Tolstoy’s Anna Karenina is more than the story of the title character, Anna Karenina, although her story is a very strong component of the plot. The novel chronicles the lives of a group of Russian aristocrats and while the focus is on them, their interaction with the servants and peasants in their employ reveals the lives of the lower classes as well.

Anna Karenina is a resident of Petersburg (more commonly known as St. Petersburg) and the wife of a senior government official, Alexei Karenin, who is twenty years her senior. She is an attractive vibrant woman, devoted to her husband and small son. This all changes when she meets the handsome and dashing Count Vronsky – she falls completely in love with him, and he with her. Both are willing to give up their position and status in society to be together. In time they live as a couple, but Anna never does obtain a divorce from Karenin. Towards the end of the novel, Anna commits suicide in a train station and it is fitting that she had first met Vronsky in a train station. She has an emotional breakdown and is convinced that the Count no longer loves her. Anna can be seen as a victim of a society that restricts women to being wives and mothers with little expression for passion, expression, or intellect. Anna breaks loose from the restrictions and ultimately pays the price – she cannot expect to gain happiness after so blatantly breaking the rules. She pays the price with emotional fragmentation and then her death.

Although Anna and Vronsky are central characters in the novel, they do not dominate the narrative. The author also touches on the lives of other aristocrats – including the Prince and Princess Shtcherbatsky, who are aristocrats of a long established order. They are good people who see the world from their narrow point of view. The Shtcherbatskys have three daughters, and two in particular, Dolly and Kitty, are important characters in the novel. Dolly is married to a self-indulgent and charming prince (Stepan Oblonsky) who while good-natured and extroverted, cannot see why he should live a life of restraint – be it with women, food, drink, or money. The plot begins with his infidelity and gradually exposes his weaknesses to the point where his brother-in-law, Konstantin, must take over the running of his affairs.

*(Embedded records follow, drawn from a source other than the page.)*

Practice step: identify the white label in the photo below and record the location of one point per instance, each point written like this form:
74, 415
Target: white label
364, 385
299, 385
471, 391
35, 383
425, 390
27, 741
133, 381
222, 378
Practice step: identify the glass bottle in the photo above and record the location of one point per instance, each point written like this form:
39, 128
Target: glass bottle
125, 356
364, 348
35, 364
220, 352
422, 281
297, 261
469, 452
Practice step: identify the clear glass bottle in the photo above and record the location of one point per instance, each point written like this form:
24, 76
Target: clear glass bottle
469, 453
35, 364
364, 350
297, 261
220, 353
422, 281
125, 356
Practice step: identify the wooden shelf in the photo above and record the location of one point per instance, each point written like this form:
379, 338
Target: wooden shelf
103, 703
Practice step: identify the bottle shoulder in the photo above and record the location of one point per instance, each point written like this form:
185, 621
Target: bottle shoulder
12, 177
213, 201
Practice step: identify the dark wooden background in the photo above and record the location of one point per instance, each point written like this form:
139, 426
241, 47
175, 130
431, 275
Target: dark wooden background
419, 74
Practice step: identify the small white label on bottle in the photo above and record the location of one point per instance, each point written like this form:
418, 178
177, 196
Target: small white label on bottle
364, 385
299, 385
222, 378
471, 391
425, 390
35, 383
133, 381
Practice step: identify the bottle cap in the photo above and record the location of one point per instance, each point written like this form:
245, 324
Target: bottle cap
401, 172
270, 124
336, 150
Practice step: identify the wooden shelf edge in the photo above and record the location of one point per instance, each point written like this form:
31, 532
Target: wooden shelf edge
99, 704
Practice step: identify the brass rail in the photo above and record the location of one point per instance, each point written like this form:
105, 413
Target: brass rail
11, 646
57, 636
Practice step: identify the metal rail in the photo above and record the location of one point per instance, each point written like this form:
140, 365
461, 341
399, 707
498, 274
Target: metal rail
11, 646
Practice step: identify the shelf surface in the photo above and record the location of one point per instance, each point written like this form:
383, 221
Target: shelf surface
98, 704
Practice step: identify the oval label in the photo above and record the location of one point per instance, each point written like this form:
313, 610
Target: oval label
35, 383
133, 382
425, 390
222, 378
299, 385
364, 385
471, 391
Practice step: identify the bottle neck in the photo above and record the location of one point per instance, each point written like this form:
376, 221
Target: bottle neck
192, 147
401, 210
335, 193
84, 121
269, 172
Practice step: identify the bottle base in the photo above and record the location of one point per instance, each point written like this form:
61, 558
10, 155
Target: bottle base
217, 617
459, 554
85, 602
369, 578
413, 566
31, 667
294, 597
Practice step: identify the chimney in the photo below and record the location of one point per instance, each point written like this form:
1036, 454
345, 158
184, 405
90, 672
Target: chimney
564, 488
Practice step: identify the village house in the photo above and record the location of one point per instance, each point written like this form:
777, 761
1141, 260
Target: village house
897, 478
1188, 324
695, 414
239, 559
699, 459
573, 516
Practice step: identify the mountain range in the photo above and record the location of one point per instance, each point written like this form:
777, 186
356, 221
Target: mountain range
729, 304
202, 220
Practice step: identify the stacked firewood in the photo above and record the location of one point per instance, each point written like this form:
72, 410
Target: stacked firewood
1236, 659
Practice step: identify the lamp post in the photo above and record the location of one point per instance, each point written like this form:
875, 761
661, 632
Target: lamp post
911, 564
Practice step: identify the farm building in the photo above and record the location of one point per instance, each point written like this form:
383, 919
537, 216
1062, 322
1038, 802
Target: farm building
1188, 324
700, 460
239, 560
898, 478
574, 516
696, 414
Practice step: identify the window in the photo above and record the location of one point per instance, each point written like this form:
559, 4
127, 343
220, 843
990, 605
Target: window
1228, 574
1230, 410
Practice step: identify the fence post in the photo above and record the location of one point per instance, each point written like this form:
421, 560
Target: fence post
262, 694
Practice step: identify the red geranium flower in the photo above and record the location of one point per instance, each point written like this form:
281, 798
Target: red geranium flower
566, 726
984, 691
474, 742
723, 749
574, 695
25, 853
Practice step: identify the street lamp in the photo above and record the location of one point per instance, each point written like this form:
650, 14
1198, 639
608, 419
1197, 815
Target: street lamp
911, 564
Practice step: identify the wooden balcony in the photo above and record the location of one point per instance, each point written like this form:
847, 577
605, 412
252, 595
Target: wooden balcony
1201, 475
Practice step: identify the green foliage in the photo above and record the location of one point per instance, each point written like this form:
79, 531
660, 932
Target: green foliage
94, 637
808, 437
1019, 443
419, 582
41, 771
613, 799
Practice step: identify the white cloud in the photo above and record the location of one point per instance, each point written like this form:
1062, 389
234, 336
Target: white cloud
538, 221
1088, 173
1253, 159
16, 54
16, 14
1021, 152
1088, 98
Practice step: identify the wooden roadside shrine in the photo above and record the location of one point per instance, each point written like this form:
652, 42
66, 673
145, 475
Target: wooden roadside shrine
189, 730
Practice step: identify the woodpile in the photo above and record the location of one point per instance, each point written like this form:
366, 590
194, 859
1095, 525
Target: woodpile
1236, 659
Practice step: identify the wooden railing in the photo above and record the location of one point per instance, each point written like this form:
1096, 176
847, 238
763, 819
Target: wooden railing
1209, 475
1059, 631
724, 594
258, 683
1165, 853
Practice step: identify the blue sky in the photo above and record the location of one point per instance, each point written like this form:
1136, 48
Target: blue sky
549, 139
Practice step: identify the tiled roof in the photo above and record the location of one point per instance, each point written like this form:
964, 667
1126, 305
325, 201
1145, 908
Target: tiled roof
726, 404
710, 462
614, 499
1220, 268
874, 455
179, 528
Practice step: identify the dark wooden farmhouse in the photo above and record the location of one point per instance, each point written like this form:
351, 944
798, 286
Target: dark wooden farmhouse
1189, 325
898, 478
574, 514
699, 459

Konstantin Levin, a landowner who runs his estate, is another main character in the novel and represents the ideal of the thoughtful, introverted, conscientious man. He is also highly emotional and throughout the book he wrestles with his conscience on many issues – from love to the land to the peasants to politics. The reader experiences Levin’s religious beliefs change from agnostic to a believer in God as a life force (although he is not completely converted to organized religion).

Anna Karenina is a novel with many layers – including personal relationships, societal structure, political influences, and family matters. Tolstoy brilliantly narrates a story that presents the characters as believable human beings caught up in expectations and events that swirl around them.